On Jul 20, 2006, at 3:21 PM, Marcus Boerger wrote:
I've wished there was a *printf() float specifier that wouldn't include trailing zeros/point, as simply converting to string (echo, %s, etc.) can
result in scientific notation, which I *don't* want (%g in
convert_to_string()). The only other way that would result in what I want is number_format() with my "no-extra-zeros option" patch. ;-) So I was originally looking for how to NOT pad %f to the specified precision, then I thought why not add more of the stuff from C? (And I see it's marked "not
done" in formatted_print.c.)

Can/should I go ahead and add support for the # flag/specifier, g/ G, and E (the missing compliment to e)? Make everything work like C, except # used with f/F, which would mean "remove trailing 0's/point" -- as C's behavior with # and f (add point even when precision=0?) can be done in PHP. (I
assume C's is for when precision is specified with * + parameter?)
Having more conversion specifiers here won't hurt. If it can be done
in a way compatible to other languages especially like C it should be
done in that way. If PHP has already closed the way by choosing opposite
defaults the opposite should everntually also work.
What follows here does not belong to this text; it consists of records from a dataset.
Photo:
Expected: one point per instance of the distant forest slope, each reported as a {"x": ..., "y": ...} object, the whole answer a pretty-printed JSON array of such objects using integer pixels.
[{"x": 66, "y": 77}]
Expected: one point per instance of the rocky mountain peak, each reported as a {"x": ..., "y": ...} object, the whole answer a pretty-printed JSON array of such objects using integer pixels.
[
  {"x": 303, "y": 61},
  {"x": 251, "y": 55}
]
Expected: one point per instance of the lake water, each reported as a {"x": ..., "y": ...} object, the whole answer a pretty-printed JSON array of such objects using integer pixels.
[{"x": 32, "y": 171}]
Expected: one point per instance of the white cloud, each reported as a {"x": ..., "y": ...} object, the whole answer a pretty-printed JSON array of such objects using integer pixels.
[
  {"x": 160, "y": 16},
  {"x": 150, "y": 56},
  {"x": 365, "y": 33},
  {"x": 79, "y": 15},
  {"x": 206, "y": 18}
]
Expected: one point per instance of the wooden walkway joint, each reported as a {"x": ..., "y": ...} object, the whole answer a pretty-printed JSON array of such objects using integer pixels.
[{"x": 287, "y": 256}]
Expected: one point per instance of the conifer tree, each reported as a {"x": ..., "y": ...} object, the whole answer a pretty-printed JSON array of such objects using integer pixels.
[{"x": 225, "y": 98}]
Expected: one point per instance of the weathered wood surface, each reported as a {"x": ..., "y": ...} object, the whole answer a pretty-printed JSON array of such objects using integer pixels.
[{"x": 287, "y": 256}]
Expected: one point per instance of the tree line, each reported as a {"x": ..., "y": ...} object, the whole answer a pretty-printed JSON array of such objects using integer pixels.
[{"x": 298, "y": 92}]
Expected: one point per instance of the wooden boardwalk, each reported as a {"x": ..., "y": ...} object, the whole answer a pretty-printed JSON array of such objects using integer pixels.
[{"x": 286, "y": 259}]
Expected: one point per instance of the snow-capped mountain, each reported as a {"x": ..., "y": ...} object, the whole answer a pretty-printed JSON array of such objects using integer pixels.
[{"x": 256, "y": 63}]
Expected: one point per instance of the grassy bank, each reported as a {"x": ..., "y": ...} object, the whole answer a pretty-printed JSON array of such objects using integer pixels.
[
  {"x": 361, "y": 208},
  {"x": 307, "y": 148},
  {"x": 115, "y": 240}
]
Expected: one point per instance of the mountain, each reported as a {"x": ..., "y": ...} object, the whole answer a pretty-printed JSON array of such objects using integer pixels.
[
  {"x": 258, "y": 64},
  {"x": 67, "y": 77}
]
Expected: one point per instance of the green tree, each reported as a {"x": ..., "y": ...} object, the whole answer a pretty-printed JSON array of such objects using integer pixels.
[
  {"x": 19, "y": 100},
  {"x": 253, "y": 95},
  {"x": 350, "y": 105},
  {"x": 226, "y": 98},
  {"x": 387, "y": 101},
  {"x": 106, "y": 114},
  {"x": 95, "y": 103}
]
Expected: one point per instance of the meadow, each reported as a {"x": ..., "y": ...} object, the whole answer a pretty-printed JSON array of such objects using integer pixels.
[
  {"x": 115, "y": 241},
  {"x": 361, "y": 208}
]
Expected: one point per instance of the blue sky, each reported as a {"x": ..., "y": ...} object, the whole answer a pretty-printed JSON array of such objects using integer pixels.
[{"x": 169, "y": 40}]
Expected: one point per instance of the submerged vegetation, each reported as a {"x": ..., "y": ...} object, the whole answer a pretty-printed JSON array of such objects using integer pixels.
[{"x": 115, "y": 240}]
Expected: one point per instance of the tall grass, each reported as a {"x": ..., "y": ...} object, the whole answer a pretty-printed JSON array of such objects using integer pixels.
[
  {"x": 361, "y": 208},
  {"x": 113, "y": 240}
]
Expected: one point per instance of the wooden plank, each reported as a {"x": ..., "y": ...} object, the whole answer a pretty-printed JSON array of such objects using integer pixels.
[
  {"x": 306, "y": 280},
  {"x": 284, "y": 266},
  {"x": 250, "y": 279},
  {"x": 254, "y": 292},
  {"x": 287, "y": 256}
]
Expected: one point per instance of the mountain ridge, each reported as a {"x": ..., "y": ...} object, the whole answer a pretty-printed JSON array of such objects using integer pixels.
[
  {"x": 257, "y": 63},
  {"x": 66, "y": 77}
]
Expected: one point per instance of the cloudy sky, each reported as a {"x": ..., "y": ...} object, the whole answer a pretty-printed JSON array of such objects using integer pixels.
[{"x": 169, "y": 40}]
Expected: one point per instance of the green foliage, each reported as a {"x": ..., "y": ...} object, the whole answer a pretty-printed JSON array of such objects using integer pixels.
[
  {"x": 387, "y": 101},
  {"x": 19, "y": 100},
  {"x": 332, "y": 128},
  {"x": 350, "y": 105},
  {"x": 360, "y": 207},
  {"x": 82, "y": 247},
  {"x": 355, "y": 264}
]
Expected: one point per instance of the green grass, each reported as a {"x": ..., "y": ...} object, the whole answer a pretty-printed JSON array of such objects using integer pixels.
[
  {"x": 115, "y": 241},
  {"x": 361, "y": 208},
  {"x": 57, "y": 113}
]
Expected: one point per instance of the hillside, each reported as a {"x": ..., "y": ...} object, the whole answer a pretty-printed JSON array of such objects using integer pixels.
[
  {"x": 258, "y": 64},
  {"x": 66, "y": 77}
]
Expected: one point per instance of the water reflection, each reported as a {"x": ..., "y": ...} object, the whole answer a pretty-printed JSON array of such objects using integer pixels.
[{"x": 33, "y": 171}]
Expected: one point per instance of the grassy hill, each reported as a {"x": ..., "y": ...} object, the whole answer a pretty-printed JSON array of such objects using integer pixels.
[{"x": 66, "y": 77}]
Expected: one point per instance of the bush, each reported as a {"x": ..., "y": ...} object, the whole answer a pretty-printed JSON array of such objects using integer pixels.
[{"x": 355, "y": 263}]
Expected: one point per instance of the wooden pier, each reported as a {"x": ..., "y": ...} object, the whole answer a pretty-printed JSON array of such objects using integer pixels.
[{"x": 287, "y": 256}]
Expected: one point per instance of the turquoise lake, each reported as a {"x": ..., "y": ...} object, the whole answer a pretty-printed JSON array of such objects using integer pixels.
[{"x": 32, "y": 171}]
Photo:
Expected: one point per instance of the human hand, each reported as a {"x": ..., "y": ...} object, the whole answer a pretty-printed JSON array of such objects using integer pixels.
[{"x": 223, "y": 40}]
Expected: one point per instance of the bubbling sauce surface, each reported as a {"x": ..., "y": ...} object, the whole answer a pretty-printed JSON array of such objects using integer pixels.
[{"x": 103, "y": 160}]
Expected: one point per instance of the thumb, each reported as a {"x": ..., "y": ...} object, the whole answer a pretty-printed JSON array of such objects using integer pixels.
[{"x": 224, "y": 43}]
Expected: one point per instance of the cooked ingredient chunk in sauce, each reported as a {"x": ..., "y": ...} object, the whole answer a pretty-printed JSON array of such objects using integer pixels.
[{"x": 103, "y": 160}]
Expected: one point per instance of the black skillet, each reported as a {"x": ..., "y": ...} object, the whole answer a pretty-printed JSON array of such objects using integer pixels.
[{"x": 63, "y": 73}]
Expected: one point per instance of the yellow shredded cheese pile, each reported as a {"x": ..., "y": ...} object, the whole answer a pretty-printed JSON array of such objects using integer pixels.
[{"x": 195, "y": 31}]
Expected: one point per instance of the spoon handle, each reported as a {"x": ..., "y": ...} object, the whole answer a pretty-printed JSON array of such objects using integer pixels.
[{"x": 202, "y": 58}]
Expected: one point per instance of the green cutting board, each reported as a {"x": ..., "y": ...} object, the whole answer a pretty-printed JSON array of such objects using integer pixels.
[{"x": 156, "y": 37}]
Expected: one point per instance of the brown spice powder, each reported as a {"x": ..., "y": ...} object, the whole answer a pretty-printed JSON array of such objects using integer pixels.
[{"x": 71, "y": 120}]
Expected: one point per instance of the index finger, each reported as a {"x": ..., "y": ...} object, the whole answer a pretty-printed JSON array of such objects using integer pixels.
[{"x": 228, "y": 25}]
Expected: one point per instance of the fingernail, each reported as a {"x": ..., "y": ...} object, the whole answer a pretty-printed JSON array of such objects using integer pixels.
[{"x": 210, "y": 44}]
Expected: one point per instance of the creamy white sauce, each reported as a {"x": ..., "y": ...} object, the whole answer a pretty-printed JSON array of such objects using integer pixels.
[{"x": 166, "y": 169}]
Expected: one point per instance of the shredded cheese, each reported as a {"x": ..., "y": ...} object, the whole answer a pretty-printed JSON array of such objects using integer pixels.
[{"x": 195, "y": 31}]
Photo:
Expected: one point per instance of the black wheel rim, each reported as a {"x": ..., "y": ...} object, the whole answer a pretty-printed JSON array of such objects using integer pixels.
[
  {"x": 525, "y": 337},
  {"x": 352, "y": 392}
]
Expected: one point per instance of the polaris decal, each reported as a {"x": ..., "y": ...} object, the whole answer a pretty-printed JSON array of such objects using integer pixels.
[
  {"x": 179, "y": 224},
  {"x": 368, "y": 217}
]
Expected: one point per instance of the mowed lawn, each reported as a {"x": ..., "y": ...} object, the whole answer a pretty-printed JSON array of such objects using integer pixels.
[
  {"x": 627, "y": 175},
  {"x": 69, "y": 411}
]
While we're on the subject, one of my favorite personal patches to PHP is one that adds the %n specifier. The parameter to %n is a reference which recieves the total length of the string with all replacements so far. %n itself is replaced by nothing at all. You could do this with $n = strlen( $s = sprintf( blah blah blah ) ) + strlen( $s .= sprintf( the rest of the blah ) );, but it's a very nice shortcut if you need the replaced length in the middle of the conversion or for a situation like this (and the above doesn't work too well if you have positional params!):

printf( "Some processing message with %s replacements...%n", 'some', & $n );
// do some stuff here
print str_repeat( ' ', $n ) . "\rSome status text here that doesn't worry about whether the replaced text was longer.";

Here's the printf(3) manpage description for %n (MacOS X system, BSD manpage):

n The number of characters written so far is stored into the inte- ger indicated by the int * (or variant) pointer argument. No
             argument is converted.

Any chance of getting this into PHP? I can provide a patch.

-- Gwynne, Daughter of the Code
"This whole world is an asylum for the incurable."